It sings, acts and even does impersonations. Just don’t ask this robot to vacuum the floor. One of the stars of Cebit 2011 is RoboThespian, an entertainment robot from the U.K.
The robot, which drew crowds and a steady procession of TV cameras on Tuesday, grew out of a 2005 project to construct robotic actors. The development team soon found people wanted to interact with the robot, so it spent the next two years adding interaction. It’s also been given a more lifelike form of movement. (To see the robot in action, check this YouTube video.)
“He’s designed as a communications tool,” said Will Jackson, director of Engineered Arts. “It’s a way of interfacing to your data in a much more humanly accessible way.”

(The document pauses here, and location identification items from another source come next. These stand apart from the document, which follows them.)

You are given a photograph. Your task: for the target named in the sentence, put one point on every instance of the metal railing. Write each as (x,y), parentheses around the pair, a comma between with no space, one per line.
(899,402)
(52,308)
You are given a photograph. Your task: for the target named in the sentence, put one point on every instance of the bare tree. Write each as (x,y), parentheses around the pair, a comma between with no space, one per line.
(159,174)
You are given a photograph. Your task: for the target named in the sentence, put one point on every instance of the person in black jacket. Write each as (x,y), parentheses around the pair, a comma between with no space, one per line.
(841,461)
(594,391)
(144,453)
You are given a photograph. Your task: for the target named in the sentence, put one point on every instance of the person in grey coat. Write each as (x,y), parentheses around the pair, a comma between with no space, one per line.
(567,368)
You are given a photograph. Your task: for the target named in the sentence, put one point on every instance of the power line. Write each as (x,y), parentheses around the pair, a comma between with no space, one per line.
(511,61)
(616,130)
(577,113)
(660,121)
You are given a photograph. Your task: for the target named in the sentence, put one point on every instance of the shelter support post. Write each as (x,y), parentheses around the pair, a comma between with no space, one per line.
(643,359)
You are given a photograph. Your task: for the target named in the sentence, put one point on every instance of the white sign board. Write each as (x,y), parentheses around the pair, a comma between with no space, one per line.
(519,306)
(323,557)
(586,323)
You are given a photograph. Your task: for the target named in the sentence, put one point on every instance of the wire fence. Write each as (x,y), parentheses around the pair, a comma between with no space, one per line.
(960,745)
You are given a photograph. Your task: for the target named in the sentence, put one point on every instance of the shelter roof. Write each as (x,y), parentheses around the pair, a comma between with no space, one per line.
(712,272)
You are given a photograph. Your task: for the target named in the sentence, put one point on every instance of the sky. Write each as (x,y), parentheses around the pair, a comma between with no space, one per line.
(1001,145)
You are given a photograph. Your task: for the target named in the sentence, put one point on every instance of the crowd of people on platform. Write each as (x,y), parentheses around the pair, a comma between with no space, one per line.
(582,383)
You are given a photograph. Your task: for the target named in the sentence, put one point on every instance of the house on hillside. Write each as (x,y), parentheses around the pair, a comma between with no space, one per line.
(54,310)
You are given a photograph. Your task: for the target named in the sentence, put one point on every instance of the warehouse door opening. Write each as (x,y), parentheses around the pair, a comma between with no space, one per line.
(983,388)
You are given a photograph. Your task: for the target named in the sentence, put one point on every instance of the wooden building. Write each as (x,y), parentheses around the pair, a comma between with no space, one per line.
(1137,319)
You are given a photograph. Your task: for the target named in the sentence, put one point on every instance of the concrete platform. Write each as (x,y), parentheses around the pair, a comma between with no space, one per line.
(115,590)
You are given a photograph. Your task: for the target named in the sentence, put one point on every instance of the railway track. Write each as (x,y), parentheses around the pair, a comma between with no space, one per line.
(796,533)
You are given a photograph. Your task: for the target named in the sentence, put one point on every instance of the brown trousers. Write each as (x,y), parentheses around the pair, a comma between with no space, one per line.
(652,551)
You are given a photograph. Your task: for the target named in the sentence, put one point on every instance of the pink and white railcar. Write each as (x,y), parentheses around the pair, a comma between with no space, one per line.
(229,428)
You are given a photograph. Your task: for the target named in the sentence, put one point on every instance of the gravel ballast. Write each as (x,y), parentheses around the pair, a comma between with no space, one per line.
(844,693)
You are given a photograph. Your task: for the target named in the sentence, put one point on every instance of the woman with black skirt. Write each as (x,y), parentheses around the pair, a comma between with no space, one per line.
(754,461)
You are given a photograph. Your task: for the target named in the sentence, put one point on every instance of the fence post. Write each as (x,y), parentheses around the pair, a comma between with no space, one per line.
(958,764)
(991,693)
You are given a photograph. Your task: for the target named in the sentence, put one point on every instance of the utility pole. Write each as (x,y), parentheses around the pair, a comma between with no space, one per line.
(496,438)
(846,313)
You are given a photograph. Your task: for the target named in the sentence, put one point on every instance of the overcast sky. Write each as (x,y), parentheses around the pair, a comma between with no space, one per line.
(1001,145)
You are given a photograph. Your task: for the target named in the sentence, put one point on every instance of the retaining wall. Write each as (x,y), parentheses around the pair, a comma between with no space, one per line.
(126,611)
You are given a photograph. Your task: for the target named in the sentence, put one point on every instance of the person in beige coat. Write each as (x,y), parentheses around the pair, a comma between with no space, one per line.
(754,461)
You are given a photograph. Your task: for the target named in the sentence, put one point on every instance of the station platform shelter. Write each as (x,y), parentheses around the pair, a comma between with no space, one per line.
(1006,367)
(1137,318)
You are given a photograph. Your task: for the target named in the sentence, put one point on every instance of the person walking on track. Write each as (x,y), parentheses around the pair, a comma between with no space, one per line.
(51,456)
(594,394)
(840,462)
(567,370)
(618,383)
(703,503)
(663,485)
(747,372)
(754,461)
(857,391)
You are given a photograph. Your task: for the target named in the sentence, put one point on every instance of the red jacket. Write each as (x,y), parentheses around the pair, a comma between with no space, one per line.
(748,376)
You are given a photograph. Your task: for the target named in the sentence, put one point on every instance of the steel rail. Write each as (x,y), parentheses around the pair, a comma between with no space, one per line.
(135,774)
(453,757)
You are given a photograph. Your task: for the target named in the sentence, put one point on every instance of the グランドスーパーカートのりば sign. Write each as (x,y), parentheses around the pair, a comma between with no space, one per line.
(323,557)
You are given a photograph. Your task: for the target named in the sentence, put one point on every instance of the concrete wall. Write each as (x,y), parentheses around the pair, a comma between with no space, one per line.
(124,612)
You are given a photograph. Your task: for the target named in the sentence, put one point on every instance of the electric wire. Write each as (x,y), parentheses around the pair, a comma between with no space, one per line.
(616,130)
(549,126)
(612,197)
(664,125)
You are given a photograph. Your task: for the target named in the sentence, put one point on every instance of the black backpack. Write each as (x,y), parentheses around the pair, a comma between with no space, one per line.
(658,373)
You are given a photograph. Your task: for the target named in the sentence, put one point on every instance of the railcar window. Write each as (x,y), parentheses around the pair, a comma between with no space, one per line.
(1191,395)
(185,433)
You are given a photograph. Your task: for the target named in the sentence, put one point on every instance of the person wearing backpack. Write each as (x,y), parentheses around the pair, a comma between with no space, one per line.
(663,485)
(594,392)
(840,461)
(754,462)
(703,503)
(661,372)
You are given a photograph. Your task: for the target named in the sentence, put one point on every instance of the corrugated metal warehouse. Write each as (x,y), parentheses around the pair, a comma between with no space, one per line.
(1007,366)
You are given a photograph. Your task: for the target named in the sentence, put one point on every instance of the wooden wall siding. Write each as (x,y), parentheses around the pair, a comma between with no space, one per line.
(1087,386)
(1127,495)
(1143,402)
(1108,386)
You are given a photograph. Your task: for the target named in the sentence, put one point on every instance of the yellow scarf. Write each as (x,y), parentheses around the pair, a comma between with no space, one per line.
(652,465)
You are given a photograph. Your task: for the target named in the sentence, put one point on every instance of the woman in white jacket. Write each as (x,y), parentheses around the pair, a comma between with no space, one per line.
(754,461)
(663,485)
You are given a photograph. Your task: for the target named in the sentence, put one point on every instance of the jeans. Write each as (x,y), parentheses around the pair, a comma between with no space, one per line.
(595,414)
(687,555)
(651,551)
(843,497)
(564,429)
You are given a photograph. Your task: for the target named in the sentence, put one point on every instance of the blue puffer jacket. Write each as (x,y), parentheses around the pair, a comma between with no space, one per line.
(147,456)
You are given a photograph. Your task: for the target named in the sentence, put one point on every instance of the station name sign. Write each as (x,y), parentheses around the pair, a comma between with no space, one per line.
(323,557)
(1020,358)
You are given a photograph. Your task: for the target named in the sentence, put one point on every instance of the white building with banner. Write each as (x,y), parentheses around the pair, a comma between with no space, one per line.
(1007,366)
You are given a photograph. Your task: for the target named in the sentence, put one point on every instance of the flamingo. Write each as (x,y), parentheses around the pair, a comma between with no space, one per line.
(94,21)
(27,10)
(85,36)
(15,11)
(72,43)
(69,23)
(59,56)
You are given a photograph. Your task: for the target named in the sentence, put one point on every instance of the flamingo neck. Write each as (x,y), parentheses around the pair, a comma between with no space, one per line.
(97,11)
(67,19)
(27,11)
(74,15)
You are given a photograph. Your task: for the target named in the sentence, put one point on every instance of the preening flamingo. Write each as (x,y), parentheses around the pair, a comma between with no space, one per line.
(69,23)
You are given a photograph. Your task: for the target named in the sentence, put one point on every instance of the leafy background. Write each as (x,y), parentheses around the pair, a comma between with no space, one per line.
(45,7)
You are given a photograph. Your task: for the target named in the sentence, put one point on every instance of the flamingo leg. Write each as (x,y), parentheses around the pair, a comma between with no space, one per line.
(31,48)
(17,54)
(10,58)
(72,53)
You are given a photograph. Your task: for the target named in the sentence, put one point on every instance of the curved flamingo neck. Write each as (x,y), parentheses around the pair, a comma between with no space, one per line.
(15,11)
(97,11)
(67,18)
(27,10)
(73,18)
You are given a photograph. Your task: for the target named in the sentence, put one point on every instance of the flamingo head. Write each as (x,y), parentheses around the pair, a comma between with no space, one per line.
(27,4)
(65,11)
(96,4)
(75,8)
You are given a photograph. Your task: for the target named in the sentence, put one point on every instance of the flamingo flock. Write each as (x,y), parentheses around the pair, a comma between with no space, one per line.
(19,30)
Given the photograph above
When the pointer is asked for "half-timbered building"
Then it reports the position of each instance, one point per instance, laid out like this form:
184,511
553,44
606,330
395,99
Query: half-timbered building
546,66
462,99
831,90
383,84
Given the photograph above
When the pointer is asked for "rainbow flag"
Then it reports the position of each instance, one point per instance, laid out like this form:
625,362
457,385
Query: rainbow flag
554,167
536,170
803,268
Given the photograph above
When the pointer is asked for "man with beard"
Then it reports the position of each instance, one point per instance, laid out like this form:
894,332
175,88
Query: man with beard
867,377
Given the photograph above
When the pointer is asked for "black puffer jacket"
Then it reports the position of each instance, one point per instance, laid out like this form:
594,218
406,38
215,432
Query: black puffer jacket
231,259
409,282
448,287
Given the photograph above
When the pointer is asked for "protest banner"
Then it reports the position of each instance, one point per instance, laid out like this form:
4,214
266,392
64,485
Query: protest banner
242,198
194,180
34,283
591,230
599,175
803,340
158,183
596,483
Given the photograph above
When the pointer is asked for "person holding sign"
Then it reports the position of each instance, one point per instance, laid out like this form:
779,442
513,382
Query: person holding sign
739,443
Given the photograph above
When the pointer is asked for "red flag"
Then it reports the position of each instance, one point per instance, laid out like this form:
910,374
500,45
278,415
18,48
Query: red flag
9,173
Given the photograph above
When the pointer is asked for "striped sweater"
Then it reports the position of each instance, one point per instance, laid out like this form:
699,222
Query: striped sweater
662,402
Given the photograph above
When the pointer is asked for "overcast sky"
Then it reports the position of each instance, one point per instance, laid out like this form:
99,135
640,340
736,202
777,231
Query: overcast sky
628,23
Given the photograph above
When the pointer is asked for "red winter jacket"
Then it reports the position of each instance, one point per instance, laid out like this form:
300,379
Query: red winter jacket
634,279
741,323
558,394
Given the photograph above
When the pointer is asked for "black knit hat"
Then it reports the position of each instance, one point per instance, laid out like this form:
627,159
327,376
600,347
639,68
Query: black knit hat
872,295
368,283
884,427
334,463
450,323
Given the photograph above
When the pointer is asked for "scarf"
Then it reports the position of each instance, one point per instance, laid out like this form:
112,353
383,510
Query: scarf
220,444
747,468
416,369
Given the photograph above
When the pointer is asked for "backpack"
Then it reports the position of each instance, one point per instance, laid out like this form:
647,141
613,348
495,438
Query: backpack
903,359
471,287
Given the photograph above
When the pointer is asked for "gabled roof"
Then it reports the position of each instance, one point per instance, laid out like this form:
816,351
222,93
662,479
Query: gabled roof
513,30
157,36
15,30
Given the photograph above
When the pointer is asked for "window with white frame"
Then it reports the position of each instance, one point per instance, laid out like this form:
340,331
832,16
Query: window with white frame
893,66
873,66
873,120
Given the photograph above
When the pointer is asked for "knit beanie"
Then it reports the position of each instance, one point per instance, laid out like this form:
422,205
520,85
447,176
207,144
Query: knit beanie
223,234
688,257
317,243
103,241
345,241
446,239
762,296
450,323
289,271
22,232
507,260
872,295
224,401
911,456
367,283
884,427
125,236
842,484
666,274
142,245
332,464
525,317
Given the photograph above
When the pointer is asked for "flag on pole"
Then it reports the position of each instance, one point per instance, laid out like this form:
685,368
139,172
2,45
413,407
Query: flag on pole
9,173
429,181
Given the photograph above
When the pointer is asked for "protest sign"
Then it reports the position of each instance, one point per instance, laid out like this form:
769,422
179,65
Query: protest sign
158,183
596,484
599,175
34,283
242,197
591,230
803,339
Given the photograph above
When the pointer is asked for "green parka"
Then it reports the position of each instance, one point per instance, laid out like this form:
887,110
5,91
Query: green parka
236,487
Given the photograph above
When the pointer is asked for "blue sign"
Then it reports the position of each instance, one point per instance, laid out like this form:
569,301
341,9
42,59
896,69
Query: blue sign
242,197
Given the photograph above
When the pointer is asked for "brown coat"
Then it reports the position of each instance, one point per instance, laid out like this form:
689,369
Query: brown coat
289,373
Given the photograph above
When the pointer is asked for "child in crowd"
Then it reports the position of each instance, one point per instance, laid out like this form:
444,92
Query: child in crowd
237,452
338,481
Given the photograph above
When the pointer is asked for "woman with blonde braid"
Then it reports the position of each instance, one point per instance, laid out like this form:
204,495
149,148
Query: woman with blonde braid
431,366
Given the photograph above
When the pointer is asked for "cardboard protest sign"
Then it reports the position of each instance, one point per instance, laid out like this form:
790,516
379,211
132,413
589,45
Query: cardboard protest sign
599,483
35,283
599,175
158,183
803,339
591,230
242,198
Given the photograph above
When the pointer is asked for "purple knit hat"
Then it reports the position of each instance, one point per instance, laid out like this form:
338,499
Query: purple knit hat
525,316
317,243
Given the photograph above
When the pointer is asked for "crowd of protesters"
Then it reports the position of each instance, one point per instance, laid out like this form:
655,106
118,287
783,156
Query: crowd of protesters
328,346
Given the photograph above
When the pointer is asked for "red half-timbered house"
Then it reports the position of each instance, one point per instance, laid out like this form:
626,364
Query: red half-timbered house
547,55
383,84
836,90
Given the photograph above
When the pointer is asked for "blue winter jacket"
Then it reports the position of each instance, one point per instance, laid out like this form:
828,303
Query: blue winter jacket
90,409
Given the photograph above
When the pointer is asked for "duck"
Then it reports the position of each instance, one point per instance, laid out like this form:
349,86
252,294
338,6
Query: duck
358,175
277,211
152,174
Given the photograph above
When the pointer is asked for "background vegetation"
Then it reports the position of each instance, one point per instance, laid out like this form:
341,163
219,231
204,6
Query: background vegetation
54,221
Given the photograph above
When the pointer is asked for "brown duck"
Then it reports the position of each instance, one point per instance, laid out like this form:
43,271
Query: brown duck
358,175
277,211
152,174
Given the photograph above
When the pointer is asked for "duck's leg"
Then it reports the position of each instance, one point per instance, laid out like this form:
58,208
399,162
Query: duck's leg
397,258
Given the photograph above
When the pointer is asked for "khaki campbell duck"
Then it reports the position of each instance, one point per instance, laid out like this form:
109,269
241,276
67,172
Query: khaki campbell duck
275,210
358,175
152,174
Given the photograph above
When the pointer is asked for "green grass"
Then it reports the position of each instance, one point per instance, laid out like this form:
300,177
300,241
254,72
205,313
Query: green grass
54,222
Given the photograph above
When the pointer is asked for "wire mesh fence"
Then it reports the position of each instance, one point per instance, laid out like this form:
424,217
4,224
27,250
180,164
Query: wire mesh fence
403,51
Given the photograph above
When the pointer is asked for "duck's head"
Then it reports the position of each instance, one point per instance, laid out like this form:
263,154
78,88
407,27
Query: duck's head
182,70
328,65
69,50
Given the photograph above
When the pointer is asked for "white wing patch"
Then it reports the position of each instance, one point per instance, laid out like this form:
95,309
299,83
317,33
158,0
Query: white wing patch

The company, based in the small English town of Penryn in Cornwall, has already installed 20 of the robots in science centers around the world. They can be found in the U.K.’s ThinkTank, Germany’s Phaeno, Questcon in Australia and Macau Science Center. NASA has just taken one for the Kennedy Space Center.
“It’s designed in a human form. It very closely matches the human body proportions and it’s able to move fast and in a fluid way like a person, which is important. If you want to communicate with people, you have to move like a person.”
The robot on show at Cebit, called Reginald, was doing more than just communicating on Tuesday. It was making the Cebit crowd laugh with a steady stream of songs and impersonations. It managed a tuneful “Singing in the Rain”; did a mean “C3PO” from Star Wars, complete with realistic body movements; and excelled with a minutelong sequence from the movie “RoboCop.” (See the “Singing in the Rain,” C3PO and RoboCop performances in video on YouTube.)
Looking ahead, the company’s next line of development is getting the robots around the world to communicate.
“One of the things we’re working on is a collective intelligence for all of the installed robots that we have,” said Jackson. A robot in one place might attempt to interact with visitors and fish for information. Any information gathered will go into a central database and becomes a general shared knowledge of all the RoboThespians, he said.
“He’ll say ‘Tell me something I don’t know’ and you say ‘Well Reginald, elephants are pink.’ He will then remember that, and you could go to any other robot in the world and ask … about elephants and he would go ‘elephants are pink.”
Engineered Arts sells or rents the robot. Prices begin at £36,500 (US$59,000).